There were a lot of pretty great books on the list. I really enjoyed Lumberjanes, which I read as a trade paperback and some single issues on Scribd (an ebook subscription service). I think there’s a few more volumes out, but I wanted to wait until I could read them in a chunk.

My other two favorites for the month were probably Leaving Orbit by Margaret Lazarus Dean (May 19 from Graywolf Press) and Euphoria by Lily King. I wrote about Euphoria earlier this week, and I’m planning a review of Leaving Orbit closer to the publication date. Rereading The Queen of the Tearling by Erika Johansen was pretty great too – I can’t wait for the second book in the trilogy!

A Look to May

I’ve gone a little crazy at the library over the last few weeks, so I have many books checked out. I’m hoping to get to a lot of them before they need to go back during the middle of the month.

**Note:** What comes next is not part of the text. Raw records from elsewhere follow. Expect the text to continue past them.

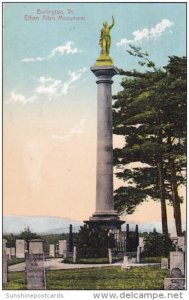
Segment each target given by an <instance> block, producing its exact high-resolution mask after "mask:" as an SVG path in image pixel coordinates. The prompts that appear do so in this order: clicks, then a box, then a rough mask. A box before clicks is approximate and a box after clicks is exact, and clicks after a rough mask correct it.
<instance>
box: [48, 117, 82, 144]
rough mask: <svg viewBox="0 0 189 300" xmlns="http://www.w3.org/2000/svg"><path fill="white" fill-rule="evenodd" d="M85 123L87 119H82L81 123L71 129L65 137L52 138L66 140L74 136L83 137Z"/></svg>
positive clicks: (59, 136)
mask: <svg viewBox="0 0 189 300" xmlns="http://www.w3.org/2000/svg"><path fill="white" fill-rule="evenodd" d="M85 122H86V119H81V120H80V122H79V123H77V124H76V125H75V126H74V127H73V128H71V129H70V130H69V132H68V133H67V134H64V135H56V134H53V135H52V136H51V138H52V139H57V140H66V139H68V138H70V137H72V136H75V135H81V134H82V133H83V125H84V123H85Z"/></svg>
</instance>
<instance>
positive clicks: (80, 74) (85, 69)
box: [61, 68, 87, 95]
mask: <svg viewBox="0 0 189 300" xmlns="http://www.w3.org/2000/svg"><path fill="white" fill-rule="evenodd" d="M86 70H87V68H83V69H80V70H77V71H74V72H71V71H70V72H69V76H70V79H69V80H68V81H67V82H64V84H63V87H62V90H61V93H62V94H63V95H66V94H67V93H68V90H69V89H70V88H71V85H72V83H73V82H75V81H77V80H78V79H79V78H80V77H81V75H82V74H83V73H84V72H86Z"/></svg>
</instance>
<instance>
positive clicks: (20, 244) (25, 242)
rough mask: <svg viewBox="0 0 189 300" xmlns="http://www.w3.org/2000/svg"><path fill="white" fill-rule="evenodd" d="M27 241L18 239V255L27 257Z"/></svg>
mask: <svg viewBox="0 0 189 300" xmlns="http://www.w3.org/2000/svg"><path fill="white" fill-rule="evenodd" d="M25 249H26V242H25V241H24V240H16V257H17V258H24V257H25Z"/></svg>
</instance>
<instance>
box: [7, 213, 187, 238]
mask: <svg viewBox="0 0 189 300" xmlns="http://www.w3.org/2000/svg"><path fill="white" fill-rule="evenodd" d="M32 219H33V222H32ZM50 221H51V222H50ZM61 222H62V223H61ZM57 223H58V225H57ZM70 224H72V226H73V231H75V232H77V231H78V230H79V228H80V226H83V225H84V223H83V222H82V221H80V222H79V221H78V222H77V221H75V220H71V219H67V218H64V217H52V216H49V217H48V216H46V217H44V216H43V217H40V216H38V217H36V216H3V234H10V233H12V234H19V233H20V232H21V231H23V230H24V229H25V228H27V227H29V228H30V230H31V231H32V232H35V233H38V234H56V233H57V234H61V233H68V232H69V225H70ZM126 224H129V227H130V230H135V226H136V225H138V227H139V232H141V233H142V232H152V231H153V229H154V228H155V229H156V231H157V232H160V233H161V232H162V228H161V222H125V224H123V225H122V230H124V231H125V230H126ZM15 225H16V226H15ZM182 225H183V231H185V230H186V224H185V222H184V223H183V224H182ZM168 227H169V233H170V235H171V236H176V233H175V232H174V222H171V223H169V224H168ZM15 228H16V231H14V230H15ZM38 228H40V231H39V229H38Z"/></svg>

A few on the pile are:

  • Bachelor Girl by Betsy Israel – A look at how single women have been portrayed in popular media over the last 100 years.
  • Can’t We Talk About Something More Pleasant? by Roz Chast – A memoir about how a woman and her parents dealt with aging.
  • How We Got to Now by Steven Johnson – “Six innovations that made the modern world” from one of my favorite authors.
  • The Sixth Extinction by Elizabeth Kolbert – A Pulitzer Prize-winning look at the five mass extinctions in world history and how humans are starting to cause the sixth.

What books are you excited to read in May?